幾ら活動家やボランティアの人々が頑張っても、何故かその声が遠くから発せられているようで、ただ聞き流していた。同じゲイとは言え、彼らの活動への興味はあっても参加しようとは全く考えていなかった。時間を犠牲にしてまで協力するための理由が存在しない。面倒だと思ったことさえある。それに、どこか敷居が高くて、内輪だけで固まっていそうだというイメージが付きまとっていた。今思えばこれだって一つの偏見である。私は別のコミュニティを直接的ではないにせよ、差別していたと非難されても当然だ。
全ての問題を他人にたらい回しして、自分だけ楽をするのも一つの選択肢であり、とても魅力的だ。ただ、そうやって何か出来るかもしれないのに、見てみぬ振りをするのにはもう飽きた。そう言っている割には、社会を傍観しているだけで何の行動も起こそうとしない。そんなジレンマを抱えて、時々息苦しく思いながら生きている。
伏見氏はそんな鬱屈を丁寧に、かつ論理的な文章で導いてくれた。
お互いの欲望を満たすためにはどうすればいいか模索するためにまずは話し合おう、ということだけである。相手を知らないから、「何となく」という感情で判断し、場合によってはそれが悪い方向へ捻じ曲がってしまう。全てを読み終えた頃にはそんな間違ったイメージという概念が取り払われ、憑き物が落ちたように身体が軽くなっていた。
この著作は、冒頭で少数派の人間だって他者を差別するというという“現実”を突きつけた上で、この社会を“理想”へ近づける可能性を提示している。執筆するには相当な気力を注いだのだろうと想像させられる。不勉強な私でも彼が構築した論理を順に追えば、理解するのは難しくないように練られているが、柔らかい文体の中に仕掛けられた毒針が、胸に突き刺さってじくりと痛むことすらあった。時として名の知れた論者を批判し、“寝た子を起こすな”と反発されかねない発言も含まれている。
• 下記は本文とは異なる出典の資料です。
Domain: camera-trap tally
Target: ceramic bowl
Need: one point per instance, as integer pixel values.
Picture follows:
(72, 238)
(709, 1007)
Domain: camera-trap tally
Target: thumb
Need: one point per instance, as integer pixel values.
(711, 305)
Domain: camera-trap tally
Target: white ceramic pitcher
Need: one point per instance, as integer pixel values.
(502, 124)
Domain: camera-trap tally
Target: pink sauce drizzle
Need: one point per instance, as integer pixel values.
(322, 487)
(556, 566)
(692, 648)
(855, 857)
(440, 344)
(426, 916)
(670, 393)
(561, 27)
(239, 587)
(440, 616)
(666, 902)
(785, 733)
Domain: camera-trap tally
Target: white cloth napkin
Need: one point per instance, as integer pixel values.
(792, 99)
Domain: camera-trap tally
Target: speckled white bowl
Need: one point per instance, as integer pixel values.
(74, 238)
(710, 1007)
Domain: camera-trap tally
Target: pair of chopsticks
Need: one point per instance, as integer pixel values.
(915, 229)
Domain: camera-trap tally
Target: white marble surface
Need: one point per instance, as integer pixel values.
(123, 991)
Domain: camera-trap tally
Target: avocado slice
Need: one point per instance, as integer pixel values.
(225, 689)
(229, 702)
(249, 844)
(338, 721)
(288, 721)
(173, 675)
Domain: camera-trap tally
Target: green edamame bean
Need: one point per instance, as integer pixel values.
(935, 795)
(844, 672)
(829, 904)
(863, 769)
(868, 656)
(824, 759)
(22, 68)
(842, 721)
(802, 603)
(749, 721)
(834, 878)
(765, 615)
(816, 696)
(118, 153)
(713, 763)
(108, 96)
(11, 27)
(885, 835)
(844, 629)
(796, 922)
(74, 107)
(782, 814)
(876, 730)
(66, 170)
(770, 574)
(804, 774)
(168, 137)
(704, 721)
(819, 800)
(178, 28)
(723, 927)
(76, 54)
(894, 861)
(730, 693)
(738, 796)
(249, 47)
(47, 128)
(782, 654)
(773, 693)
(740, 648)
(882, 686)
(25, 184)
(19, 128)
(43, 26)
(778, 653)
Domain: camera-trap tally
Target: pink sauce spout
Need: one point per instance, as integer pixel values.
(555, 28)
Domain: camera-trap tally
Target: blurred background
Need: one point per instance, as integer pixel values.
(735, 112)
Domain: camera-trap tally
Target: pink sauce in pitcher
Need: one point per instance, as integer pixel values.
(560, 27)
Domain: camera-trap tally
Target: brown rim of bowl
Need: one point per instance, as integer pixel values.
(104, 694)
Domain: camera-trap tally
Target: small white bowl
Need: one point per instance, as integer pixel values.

彼は社会に対して誠実に向き合っているのか、それとも根っからのマゾヒストなのか判断に困る。
「命がけで書いたから、命がけで読んでほしい」という彼の言葉に応えられたと言えば嘘になるが、多少なりとも真面目に読んでみたつもりである。この本によって、今まで無視していた“社会”に対して、時間が掛かったとしても理解しようと考えさせてくれたからだ。
新たな選択肢を掲示した伏見氏の動向をこれからも追って行きたい。